Corriere della Sera, 28 dicembre 2015
Ultime dal fronte: l’Isis è in fuga da Ramadi
Ramadi, città di rovine, diventa il simbolo del riscatto del governo iracheno contro i tagliagole di Isis. Ieri pomeriggio le truppe scelte di Bagdad sono infine riuscite a far sventolare le loro bandiere sui tetti degli edifici governativi nel cuore del capoluogo della provincia sunnita di Al Anbar.

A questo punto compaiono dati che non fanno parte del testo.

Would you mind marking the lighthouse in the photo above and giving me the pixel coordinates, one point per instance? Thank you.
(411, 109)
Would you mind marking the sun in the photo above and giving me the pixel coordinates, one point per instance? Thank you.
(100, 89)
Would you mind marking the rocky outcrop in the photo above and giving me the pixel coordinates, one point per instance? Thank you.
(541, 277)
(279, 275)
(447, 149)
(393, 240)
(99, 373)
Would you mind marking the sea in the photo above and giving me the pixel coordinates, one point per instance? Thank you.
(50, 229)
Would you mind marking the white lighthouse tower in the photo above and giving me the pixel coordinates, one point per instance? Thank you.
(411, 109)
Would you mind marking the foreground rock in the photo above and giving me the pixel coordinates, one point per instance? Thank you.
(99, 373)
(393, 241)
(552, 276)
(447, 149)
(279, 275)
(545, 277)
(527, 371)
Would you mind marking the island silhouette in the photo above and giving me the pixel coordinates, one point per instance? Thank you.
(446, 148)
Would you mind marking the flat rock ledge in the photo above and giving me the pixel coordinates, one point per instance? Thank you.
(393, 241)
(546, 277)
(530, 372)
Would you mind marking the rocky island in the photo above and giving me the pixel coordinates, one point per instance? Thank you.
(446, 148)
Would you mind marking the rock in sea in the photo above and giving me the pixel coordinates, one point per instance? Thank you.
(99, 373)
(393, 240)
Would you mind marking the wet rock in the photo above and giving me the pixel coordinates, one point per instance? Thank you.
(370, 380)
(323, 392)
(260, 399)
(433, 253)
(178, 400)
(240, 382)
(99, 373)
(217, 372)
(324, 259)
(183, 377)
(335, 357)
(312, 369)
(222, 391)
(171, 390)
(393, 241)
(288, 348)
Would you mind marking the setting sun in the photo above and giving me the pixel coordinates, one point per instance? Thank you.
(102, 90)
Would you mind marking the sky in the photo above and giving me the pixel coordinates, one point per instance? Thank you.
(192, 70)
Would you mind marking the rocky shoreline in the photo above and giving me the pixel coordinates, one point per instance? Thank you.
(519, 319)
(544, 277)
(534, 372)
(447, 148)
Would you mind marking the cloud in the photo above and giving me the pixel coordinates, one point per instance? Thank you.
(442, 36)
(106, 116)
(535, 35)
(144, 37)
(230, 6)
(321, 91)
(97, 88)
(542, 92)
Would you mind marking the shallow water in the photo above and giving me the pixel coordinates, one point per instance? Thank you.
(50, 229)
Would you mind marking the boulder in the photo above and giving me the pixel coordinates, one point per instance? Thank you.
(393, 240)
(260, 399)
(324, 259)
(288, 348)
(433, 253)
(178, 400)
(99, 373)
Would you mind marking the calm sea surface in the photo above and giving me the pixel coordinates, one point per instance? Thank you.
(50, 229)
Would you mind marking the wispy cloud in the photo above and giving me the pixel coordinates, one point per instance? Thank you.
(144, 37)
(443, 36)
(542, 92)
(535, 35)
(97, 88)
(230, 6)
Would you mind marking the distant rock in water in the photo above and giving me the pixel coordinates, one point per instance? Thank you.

Spariscono i drappi neri del Califfato, la guerriglia jihadista si arrocca in piccole isole di resistenza. «Hanno perso il loro quartier generale nel compound più importante, ciò significa che hanno perduto la sfida per la città. Ora si tratta di andare a scovarli nei loro ultimi nidi. Ma la battaglia è vinta», sostiene il portavoce militare iracheno, Sabah al Numani.
È tuttavia una vittoria costata sette mesi di guerra, sostenuta da una coalizione particolarmente anomala, comprendente in primo luogo gli americani, la loro aviazione, gli altri Paesi alleati nella Nato, la Giordania, oltre all’Iran e alle milizie sciite irachene. Una vittoria che ha visto un fronte comprendente circa 30.000 uomini sostenuti dal meglio della tecnologia bellica contro circa un migliaio di guerriglieri jihadisti pronti a tutto, il fior fiore dei volontari dell’Isis provenienti dai ranghi dell’ex esercito di Saddam Hussein, oltre a ceceni, algerini, tunisini e libici.

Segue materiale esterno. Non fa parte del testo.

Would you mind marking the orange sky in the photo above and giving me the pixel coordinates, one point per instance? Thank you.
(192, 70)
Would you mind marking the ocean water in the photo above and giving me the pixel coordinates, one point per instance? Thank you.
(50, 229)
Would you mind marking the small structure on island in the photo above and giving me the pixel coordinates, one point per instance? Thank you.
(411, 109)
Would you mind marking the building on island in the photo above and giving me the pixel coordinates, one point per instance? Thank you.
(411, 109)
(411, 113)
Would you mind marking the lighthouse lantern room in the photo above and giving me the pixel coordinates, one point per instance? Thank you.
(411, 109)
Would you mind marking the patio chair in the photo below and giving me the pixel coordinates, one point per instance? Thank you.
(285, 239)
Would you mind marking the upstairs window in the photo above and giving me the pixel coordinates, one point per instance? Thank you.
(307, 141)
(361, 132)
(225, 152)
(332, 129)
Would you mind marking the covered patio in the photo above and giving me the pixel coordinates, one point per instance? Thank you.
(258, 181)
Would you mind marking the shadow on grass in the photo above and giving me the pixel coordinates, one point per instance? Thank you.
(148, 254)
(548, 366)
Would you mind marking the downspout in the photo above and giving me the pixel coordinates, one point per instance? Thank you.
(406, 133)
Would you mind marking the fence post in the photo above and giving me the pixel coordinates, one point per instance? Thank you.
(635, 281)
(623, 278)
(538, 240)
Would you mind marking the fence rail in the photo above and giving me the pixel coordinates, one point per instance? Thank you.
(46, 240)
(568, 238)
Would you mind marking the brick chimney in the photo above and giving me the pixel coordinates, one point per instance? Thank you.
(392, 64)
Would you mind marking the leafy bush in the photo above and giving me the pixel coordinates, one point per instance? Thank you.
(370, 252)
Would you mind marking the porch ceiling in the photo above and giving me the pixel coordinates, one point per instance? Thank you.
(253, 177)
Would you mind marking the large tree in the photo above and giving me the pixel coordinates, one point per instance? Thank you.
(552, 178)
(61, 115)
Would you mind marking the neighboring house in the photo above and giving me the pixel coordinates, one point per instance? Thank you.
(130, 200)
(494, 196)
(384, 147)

«È stato difficile batterli a causa dei loro continui attacchi kamikaze e alle migliaia di mine e trappole esplosive che seminano ovunque tra strade, edifici e macerie», spiega il generale Ismail al Mahlawi, massimo responsabile per le operazioni belliche in Al Anbar. Ancora non è stato reso noto il numero delle vittime. Nei giorni scorsi era stato ipotizzato che la grande maggioranza degli uomini del Califfato avesse perso la vita, assieme a centinaia di soldati iracheni e a un numero imprecisato di civili.
Per comprendere il significato di questo successo contro il sedicente Stato Islamico occorre però fare un passo indietro. Ramadi con il suo mezzo milione di abitanti, oggi in grande maggioranza profughi nelle zone limitrofe, è infatti la capitale dell’anima sunnita irachena. Qui nel 2003 gli americani evitarono di fare entrare le loro truppe preferendo trattare direttamente la resa dei capi tribù locali. E da qui, assieme a Falluja cinquanta chilometri più a est e ai quartieri occidentali di Bag-dad (a 130 km), si organizzò a partire dal 2004-5 la rivolta contro gli occupanti e soprattutto gli esponenti sciiti dei nuovi governi iracheni. Da allora gli estremisti, prima qaedisti poi legati all’Isis, vi trovano una popolazione largamente simpatetica. Non a caso ieri la notizia della presa di Ramadi è stata festeggiata specialmente nelle regioni sciite a sud della capitale. Il 14 maggio scorso l’Isis riuscì dunque a occuparla scacciando o uccidendo chiunque collaborasse con il governo centrale. Negli ultimi tempi le avanzate di quest’ultimo sono state facilitate dalla collaborazione di alcune tribù sunnite locali grazie al fatto che Bagdad ha evitato di utilizzare le milizie sciite (come invece fu nel caso della presa di Tikrit in aprile), puntando piuttosto sull’esercito regolare.